Mr Mnuchin told CNBC television today that he was "absolutely not trying to talk down the dollar" and that his remarks had been taken out of context.
"What I said was actually very even-handed and consistent with what I said before."
Yesterday, Mr Trump said he ultimately wanted the dollar to be strong.
US officials said there was no disagreement between Mr Trump and Mr Mnuchin, and the Treasury Secretary had been making a factual observation about the impact of a lower dollar, not announcing a policy preference to drive it down.
Despite Mr Trump's tough trade talk, those in the audience mostly noted the upbeat tone of his speech.
"I think he came here to make not just American but global business comfortable about where America is now," said IHS Markit's chief economist, Nariman Behravesh.
"He wasn't trying to convert people to his own views, but saying we are a great economy, come and invest in the US."
Andrei Guryev, chief executive of Russian fertiliser giant Phosagro, said Mr Trump had spoken "how big business people should be speaking at important road shows of their own companies".

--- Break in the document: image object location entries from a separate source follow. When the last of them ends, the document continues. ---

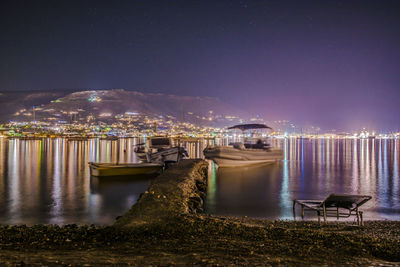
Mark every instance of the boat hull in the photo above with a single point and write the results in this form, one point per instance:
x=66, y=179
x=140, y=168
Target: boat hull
x=109, y=169
x=233, y=157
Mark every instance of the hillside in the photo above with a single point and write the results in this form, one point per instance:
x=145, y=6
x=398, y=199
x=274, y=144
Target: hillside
x=23, y=106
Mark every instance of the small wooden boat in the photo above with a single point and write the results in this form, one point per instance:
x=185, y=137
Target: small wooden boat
x=119, y=169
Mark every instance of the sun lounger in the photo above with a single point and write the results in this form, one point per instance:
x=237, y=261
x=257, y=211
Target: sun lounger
x=335, y=205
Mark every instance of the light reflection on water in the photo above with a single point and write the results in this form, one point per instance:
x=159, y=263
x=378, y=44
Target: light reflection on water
x=47, y=181
x=311, y=169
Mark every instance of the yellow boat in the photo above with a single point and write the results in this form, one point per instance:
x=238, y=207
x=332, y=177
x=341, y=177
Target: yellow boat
x=113, y=169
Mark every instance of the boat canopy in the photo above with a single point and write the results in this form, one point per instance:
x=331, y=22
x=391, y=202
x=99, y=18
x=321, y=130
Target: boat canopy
x=244, y=127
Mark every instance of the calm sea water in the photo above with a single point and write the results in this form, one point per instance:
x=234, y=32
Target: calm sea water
x=312, y=169
x=48, y=181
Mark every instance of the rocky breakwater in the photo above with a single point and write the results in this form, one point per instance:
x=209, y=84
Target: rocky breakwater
x=178, y=191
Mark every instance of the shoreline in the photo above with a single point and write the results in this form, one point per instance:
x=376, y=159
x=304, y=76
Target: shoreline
x=167, y=226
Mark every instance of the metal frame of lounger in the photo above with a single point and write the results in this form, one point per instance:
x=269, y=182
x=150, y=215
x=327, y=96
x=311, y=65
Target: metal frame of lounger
x=335, y=205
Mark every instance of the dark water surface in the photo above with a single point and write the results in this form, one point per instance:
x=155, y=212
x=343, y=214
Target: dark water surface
x=48, y=181
x=312, y=169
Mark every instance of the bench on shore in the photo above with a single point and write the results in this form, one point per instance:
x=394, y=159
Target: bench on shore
x=335, y=205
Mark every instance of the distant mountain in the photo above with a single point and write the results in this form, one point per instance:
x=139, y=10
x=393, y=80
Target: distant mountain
x=109, y=103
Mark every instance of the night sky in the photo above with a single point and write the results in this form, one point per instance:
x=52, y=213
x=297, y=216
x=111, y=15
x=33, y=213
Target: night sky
x=333, y=64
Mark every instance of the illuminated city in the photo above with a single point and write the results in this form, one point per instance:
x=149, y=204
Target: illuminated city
x=200, y=133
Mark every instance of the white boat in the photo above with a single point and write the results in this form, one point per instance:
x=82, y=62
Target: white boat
x=244, y=154
x=124, y=169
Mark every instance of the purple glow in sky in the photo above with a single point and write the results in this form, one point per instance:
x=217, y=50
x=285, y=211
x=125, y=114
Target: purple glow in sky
x=334, y=64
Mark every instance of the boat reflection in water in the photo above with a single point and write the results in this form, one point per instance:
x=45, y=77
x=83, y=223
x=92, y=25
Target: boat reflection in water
x=242, y=191
x=48, y=181
x=311, y=169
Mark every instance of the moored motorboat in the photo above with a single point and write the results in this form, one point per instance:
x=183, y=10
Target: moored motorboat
x=125, y=169
x=231, y=156
x=244, y=154
x=160, y=150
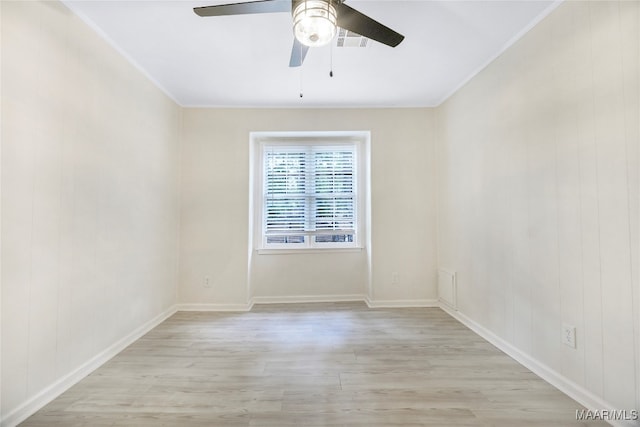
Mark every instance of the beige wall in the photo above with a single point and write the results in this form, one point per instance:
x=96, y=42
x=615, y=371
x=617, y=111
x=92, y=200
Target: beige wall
x=215, y=210
x=538, y=195
x=90, y=161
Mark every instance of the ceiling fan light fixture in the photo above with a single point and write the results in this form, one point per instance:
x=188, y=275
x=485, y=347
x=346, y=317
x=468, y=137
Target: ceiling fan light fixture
x=314, y=22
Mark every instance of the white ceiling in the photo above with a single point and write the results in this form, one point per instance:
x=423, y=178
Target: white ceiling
x=242, y=61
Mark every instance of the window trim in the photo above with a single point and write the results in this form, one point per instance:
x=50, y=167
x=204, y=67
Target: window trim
x=260, y=140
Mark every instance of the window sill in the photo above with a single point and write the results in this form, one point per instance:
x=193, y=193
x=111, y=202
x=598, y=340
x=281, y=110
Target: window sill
x=308, y=251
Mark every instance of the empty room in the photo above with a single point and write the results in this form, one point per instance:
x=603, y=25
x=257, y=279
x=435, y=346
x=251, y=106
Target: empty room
x=319, y=213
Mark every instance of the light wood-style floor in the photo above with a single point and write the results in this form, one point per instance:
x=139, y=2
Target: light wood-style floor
x=311, y=365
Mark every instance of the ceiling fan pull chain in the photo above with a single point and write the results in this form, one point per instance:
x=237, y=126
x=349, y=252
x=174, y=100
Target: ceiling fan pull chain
x=331, y=60
x=301, y=67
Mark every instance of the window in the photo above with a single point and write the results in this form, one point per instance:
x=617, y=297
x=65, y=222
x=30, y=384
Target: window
x=308, y=192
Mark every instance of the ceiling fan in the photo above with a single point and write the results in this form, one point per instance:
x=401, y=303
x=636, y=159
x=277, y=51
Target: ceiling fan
x=314, y=22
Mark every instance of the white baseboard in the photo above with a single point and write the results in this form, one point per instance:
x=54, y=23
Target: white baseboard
x=568, y=387
x=215, y=307
x=45, y=396
x=401, y=303
x=301, y=299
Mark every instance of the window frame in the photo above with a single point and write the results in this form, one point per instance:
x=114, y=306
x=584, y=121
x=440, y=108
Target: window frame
x=262, y=141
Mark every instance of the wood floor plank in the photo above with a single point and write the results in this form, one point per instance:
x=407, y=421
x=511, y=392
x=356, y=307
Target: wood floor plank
x=339, y=364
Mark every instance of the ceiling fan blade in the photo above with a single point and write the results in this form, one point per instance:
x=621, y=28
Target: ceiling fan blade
x=261, y=6
x=352, y=20
x=298, y=53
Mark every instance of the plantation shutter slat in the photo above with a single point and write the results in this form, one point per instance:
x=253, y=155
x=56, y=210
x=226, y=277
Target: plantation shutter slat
x=309, y=191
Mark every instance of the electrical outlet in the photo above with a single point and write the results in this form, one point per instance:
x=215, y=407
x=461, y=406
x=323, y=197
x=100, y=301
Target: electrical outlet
x=569, y=335
x=394, y=278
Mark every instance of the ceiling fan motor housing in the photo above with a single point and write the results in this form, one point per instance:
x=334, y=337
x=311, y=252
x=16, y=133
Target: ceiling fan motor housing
x=314, y=21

That did not please everyone.
Winnie Byanyima, director of Oxfam International, said: "Trump's boastful sales pitch was a victory lap for the trillions of tax cuts that the wealthy elites and corporations have clamoured for."
Still, the reception was more polite than might have been expected, given the open anxiety with which the prospect of a Trump presidency was met at Davos a year ago.
Republicans 'could agree citizenship offer'
Mr Trump has also said he believes some Republican senators who have taken tough stances on immigration could agree to offer citizenship within ten to 12 years to young immigrants brought to the country illegally.
In an interview with CNBC broadcast this morning, Mr Trump said Republican senators Tom Cotton, John Cornyn and David Perdue and Representative Bob Goodlatte would be willing to shift some positions on immigration.
"They've really shifted a lot, and I think they're willing to shift more, and so am I," he said. "We're going to see. If we make the right deal. I think they will.
"These are people that have very strong opinions on DACA (the Deferred Action for Childhood Arrivals programme) and on immigration generally. And I happen to think they're largely right."
Senior White House officials outlined an immigration plan yesterday, hours after the Trump interview was recorded, that would offer a path to citizenship for up to 1.8 million young illegal immigrants but include measures to curb some legal immigration programmes and provide a border wall with Mexico.
The White House offered to more than double the number of so-called "Dreamers" - people brought to the country illegally as children - who would be protected from deportation, describing it as a major concession aimed at attracting enough votes for an immigration deal from Democrats.
To appeal to Republicans, the plan includes requirements to slash family sponsorship of immigrants, tighten border security and provide billions of dollars in funding for a border wall with Mexico that Mr Trump made one of his major campaign promises.
"Look, we're going to try and make a deal on DACA," Mr Trump said. "We have a good chance of making it. What we need is we need the wall, we need security, we need security at the border. We have to stop the drugs from coming in."